Como seria a vida de um adolescente na busca de sonhos estapafúrdios?
Como seria a vida guiada por um desejo incalculável de abraçar o mundo, fazer tudo? Sendo que apenas tentar escrever, ou rabiscar, ou tropeçar nas sapatilhas brancas ou somente tentar ressuscitar as verdadeiras faces das personagens perdidas, não fosse suficiente.
Nisto se baseia este diário eletrônico, onde disperso ilações psicológicas, filosóficas e poéticas da minha vida em São Paulo.
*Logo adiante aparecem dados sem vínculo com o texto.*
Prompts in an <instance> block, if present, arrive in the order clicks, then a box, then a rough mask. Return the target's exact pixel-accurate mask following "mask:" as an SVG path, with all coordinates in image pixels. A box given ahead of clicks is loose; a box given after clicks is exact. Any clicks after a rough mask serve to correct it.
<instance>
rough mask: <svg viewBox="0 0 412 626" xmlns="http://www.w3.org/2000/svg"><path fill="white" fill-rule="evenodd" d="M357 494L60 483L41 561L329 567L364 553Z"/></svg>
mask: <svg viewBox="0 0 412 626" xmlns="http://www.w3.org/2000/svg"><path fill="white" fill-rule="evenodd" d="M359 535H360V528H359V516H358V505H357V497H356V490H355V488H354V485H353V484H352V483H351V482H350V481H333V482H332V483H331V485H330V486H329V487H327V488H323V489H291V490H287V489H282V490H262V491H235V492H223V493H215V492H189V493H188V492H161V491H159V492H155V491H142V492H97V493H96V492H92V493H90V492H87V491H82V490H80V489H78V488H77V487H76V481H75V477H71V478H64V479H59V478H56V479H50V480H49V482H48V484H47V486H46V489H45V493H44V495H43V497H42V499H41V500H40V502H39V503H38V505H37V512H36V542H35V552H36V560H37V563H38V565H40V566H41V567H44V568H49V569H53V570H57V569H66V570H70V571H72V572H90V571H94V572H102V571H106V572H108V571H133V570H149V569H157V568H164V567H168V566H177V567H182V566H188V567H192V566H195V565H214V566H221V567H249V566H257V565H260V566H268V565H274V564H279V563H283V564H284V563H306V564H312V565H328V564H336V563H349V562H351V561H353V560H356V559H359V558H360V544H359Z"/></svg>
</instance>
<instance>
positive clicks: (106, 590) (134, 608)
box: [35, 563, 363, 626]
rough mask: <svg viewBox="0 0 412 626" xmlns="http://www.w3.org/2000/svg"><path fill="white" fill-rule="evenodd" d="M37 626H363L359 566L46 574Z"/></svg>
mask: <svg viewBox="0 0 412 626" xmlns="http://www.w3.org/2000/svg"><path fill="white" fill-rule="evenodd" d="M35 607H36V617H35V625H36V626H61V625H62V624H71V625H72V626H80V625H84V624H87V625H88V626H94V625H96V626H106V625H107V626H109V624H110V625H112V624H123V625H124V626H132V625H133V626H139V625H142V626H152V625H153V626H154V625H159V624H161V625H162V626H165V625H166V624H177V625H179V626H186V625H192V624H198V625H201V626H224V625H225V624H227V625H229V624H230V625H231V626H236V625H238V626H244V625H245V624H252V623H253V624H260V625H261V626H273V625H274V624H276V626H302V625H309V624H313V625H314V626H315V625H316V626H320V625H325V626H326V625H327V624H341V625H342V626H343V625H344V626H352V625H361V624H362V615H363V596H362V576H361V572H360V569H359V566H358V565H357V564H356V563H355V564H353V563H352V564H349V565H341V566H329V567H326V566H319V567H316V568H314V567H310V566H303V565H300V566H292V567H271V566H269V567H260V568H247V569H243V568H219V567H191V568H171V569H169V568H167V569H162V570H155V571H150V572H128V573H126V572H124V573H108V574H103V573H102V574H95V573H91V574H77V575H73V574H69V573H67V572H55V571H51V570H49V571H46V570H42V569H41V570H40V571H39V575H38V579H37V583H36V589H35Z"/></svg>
sábado, 4 de junho de 2011

07 de junho de 2010 Entulho Humano


São Paulo é uma cidade dolorosa, é inquieta e contrastante. É fácil lembrar do barulho, do cheiro, comentar dos gostos, dos lugares. Não sei se todos se lembraram das dores. São Paulo reverbera sofrimento, mesmo com o trânsito, a bagunça, o progresso, escuta-se gemidos, murmúrios de homens aos cantos, viadutos, famílias inteiras chamando. Difícil encontrar justificativa, talvez seja conseqüência de um progresso canalizado, onde a água límpida desse cano deságua pela torneira em um belo jardim e os dejetos descem pelo ralo e despejam-se nos cantos da casa. É todo o tipo de gente, todo o tipo de sorte. Uma exposição de arte ao ar livre, uma instalação intitulada Descaso, Dor ou Indulgência.
Acho que sou imaturo para escrever, posso observar, todavia falta conhecimento para argumentar sobre o assunto, seria flertar sobre política, sobre competência ou outros fatores que contribuem para essa infestação de famílias nas ruas da cidade.
Aqui os pedintes entram em estabelecimentos comerciais, vendem frases, pedidos e bênçãos divinas, são surdos, mudos, crianças ou senhores com expressões dóceis e carinhosas. Não se trata, normalmente, de opções, difícil recusar ao pedido carente de pessoas que, ao meu ver, são tão necessitadas.
Dia desses um senhor entrou desesperado na loja onde trabalho, pedindo para fazer uma ligação para um hospital de Minas. Tratava-se de um senhor de muita idade, trabalhador de roça em Minas, estava em São Paulo, pois fora encarregado de trazer para analise uma amostra do tumor de sua esposa, no ônibus esse senhor humilde, fora assaltado, levaram tudo, seu dinheiro e até mesmo a amostra para analise que carregava. Minha chefa Bia, vendo o desespero e a sinceridade daquele senhor, permitiu a ligação, do outro lado da linha a funcionária do hospital, dizia que não poderia entrar em contato com o dono da roça, a quem o senhor confiava o envio do dinheiro para comprar as passagens de volta. A tristeza era visível nos olhos daquele senhor, ele conversava conosco, devia passar por sua cabeça como seria sua noite em São Paulo, nos explicou que a prefeitura não se posicionou para ajudá-lo tentou todos os órgãos competentes, mas não obteve resultados. 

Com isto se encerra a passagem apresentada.